Once the fermenting cultures have been established, the nuka-bed usually develops a complex unique aroma that may be described as anything from "yeasty" to "earthy". At this point the starter vegetables (scraps, peels, etc.) are discarded and pickling vegetables are buried in the bed for as little as a few hours to as long as several months for very strong flavor. Some sources recommend a maximum pickling time of one month. Others suggest that pickles can be left for years in a well-kept nuka-bed. Unpleasant smells such as a "sour" or "stinky" aroma may indicate a problem with the nuka-bed.

Additional amounts of rice bran and salt are added from time to time, and some recommend discarding portions of the old nuka to make way for the new. Water is usually provided by the vegetables buried in the bed. With proper maintenance, nuka-beds can be kept indefinitely and are often passed down from generation to generation. Old nuka-beds are valued for their nuanced flavor.
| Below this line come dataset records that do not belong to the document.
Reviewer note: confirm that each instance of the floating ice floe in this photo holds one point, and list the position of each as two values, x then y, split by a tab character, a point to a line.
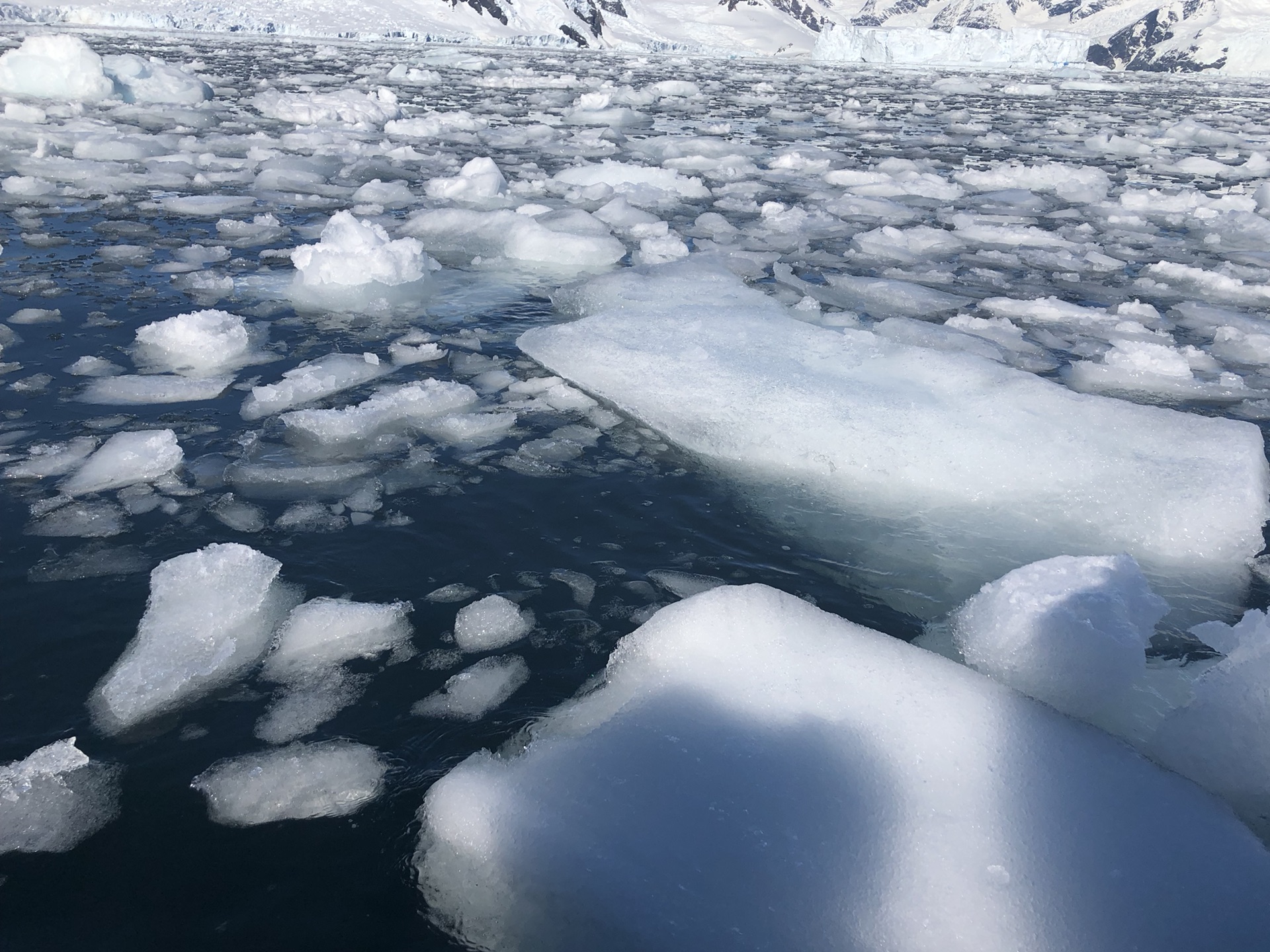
64	67
1218	738
347	107
296	782
308	658
314	380
125	460
55	799
210	617
937	470
476	691
478	180
491	623
567	241
752	766
1070	631
200	344
355	266
393	411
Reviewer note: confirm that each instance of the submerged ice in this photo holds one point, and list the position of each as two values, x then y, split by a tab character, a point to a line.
752	767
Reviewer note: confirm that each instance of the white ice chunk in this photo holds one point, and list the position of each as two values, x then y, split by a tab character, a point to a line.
55	799
476	691
55	66
46	460
478	180
124	460
198	344
753	767
349	107
312	381
296	782
1220	739
149	81
355	260
1070	631
935	457
208	619
491	623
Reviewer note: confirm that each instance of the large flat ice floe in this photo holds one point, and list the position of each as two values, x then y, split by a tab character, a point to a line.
984	48
55	799
934	471
210	619
757	774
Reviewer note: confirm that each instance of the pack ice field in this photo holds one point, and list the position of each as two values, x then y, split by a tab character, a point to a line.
462	498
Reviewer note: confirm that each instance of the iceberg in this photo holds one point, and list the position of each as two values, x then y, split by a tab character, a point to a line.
753	772
959	46
921	474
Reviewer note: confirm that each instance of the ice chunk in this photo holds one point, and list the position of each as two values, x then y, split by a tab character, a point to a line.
642	184
131	389
520	238
81	521
124	460
149	81
309	649
455	592
325	633
310	381
51	459
1070	631
390	411
89	366
36	315
238	514
349	107
208	619
55	799
476	691
55	66
759	768
582	587
931	461
479	179
296	782
356	260
1218	739
491	623
198	344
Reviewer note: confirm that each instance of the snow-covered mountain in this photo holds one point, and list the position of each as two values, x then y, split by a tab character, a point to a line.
1138	34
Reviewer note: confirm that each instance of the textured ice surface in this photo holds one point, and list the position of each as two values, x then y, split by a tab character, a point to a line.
55	66
755	772
124	460
1218	739
491	623
310	648
1034	48
296	782
1068	631
197	344
55	799
955	463
476	691
208	619
356	264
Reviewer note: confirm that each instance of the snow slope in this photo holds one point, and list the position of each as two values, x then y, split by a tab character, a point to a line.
1140	34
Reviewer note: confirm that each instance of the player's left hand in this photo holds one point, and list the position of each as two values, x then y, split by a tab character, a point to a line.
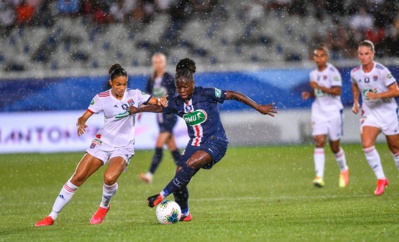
314	85
133	110
163	101
267	109
371	95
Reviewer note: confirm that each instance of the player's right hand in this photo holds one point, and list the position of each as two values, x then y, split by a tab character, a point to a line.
356	108
305	95
81	129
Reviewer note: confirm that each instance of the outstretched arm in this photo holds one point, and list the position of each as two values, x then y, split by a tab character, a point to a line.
393	91
146	108
336	90
268	109
81	124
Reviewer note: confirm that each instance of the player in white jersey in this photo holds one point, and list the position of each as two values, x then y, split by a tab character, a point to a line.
114	142
327	116
377	87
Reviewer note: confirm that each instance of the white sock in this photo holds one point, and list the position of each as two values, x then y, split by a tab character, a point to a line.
341	160
319	160
63	198
108	193
396	159
374	160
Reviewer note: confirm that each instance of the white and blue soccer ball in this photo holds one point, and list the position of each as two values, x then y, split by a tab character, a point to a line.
168	212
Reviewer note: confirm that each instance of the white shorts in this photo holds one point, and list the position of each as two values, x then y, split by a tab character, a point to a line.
387	128
332	127
106	152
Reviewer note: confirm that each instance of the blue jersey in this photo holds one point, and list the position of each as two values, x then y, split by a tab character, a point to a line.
162	86
201	114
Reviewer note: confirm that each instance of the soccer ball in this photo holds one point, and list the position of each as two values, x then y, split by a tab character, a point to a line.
168	212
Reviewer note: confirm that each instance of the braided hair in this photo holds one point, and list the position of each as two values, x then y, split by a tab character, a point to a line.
185	68
116	70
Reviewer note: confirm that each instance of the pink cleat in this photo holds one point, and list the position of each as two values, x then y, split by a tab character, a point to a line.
47	221
99	216
381	185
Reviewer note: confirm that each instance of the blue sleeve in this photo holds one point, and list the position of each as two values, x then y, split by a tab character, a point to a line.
215	94
148	87
170	82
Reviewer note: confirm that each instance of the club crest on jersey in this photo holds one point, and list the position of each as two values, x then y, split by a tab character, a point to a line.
194	118
130	102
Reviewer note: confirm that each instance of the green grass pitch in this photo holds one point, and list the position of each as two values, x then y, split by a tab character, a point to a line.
253	194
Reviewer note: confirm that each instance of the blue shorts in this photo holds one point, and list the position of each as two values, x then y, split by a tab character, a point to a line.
215	148
166	122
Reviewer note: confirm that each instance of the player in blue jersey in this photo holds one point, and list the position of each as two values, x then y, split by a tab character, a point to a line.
198	107
162	84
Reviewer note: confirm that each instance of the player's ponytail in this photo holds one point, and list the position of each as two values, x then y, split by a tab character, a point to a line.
116	70
185	68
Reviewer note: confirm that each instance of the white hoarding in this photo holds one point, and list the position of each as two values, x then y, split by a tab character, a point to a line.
56	132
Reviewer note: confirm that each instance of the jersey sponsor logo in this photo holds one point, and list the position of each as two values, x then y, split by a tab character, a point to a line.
95	142
122	115
130	102
365	91
218	93
195	118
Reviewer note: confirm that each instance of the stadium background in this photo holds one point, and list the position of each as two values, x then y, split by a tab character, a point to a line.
55	54
54	57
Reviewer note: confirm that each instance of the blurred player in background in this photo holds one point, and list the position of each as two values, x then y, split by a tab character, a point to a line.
378	88
198	106
162	84
327	115
114	142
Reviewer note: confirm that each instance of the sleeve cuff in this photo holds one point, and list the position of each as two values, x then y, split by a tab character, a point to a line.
146	102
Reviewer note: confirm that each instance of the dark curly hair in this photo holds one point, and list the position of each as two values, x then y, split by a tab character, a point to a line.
116	70
185	68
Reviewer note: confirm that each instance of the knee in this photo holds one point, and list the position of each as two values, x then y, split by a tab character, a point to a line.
367	144
394	149
78	179
110	179
319	143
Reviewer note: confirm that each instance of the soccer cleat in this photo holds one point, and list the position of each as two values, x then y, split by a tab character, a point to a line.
99	216
381	185
47	221
185	218
146	177
154	200
318	182
344	178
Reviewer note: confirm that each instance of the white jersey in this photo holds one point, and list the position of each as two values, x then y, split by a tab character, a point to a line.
326	105
377	80
118	129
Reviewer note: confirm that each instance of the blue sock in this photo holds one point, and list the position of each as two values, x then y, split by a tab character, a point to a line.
156	160
181	179
181	198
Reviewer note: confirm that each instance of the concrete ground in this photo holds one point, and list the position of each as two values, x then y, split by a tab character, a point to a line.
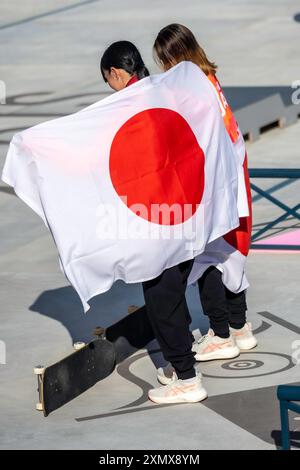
49	62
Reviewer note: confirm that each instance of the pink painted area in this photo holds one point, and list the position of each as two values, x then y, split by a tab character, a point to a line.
289	238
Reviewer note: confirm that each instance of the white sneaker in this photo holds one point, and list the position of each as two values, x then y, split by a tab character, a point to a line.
210	347
244	337
179	391
166	375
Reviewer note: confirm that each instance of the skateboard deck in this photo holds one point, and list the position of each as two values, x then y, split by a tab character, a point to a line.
70	377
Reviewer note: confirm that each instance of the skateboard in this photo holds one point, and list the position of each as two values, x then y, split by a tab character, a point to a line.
89	363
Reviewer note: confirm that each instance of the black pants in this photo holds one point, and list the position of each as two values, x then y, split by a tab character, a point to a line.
170	318
222	306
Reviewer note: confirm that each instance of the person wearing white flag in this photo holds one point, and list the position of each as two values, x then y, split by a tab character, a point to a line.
131	186
220	269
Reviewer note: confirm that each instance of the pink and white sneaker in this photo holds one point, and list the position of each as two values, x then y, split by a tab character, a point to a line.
179	391
244	337
210	347
167	374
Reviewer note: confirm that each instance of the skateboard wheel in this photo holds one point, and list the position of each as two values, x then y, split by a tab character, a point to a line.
132	308
99	331
78	345
39	407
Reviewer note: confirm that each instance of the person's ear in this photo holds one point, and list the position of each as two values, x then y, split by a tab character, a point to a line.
114	73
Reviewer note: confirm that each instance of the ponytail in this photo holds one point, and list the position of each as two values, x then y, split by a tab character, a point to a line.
123	55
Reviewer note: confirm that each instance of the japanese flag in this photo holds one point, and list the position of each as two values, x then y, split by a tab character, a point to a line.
229	253
133	184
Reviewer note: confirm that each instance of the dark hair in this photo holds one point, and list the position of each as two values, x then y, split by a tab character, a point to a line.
176	43
123	55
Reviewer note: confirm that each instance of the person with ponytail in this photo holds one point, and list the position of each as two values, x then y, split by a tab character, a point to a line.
121	66
229	331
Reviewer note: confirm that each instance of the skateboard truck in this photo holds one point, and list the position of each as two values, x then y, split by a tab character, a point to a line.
38	371
78	345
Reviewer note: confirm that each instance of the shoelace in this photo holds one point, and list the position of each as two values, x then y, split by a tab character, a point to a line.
203	338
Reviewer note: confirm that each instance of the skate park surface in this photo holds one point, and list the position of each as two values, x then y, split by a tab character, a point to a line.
50	66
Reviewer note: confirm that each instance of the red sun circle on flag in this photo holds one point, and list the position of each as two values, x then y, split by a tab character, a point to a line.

Because the process depends on colonies of live organisms, flavors and smells can vary considerably from day to day and the fermenting process slows in colder weather.

When ready, nukazuke pickles are removed from the bed, washed in cool clean water, sliced and served as a side to savory meals.

Sometimes weights made of metal, stone or jugs of water are used the keep the nuka-bed under pressure, drawing water from the vegetables and speeding fermentation.

Nuka-beds are known to acquire subtle flavors from the surrounding environment and thus should not be stored in musty areas.

Takuan (pickled daikon) is also one variation of nukazuke. Traditional takuan uses sun-dried daikon, however, mass production takuan are often prepared with sugar to cut pickling time.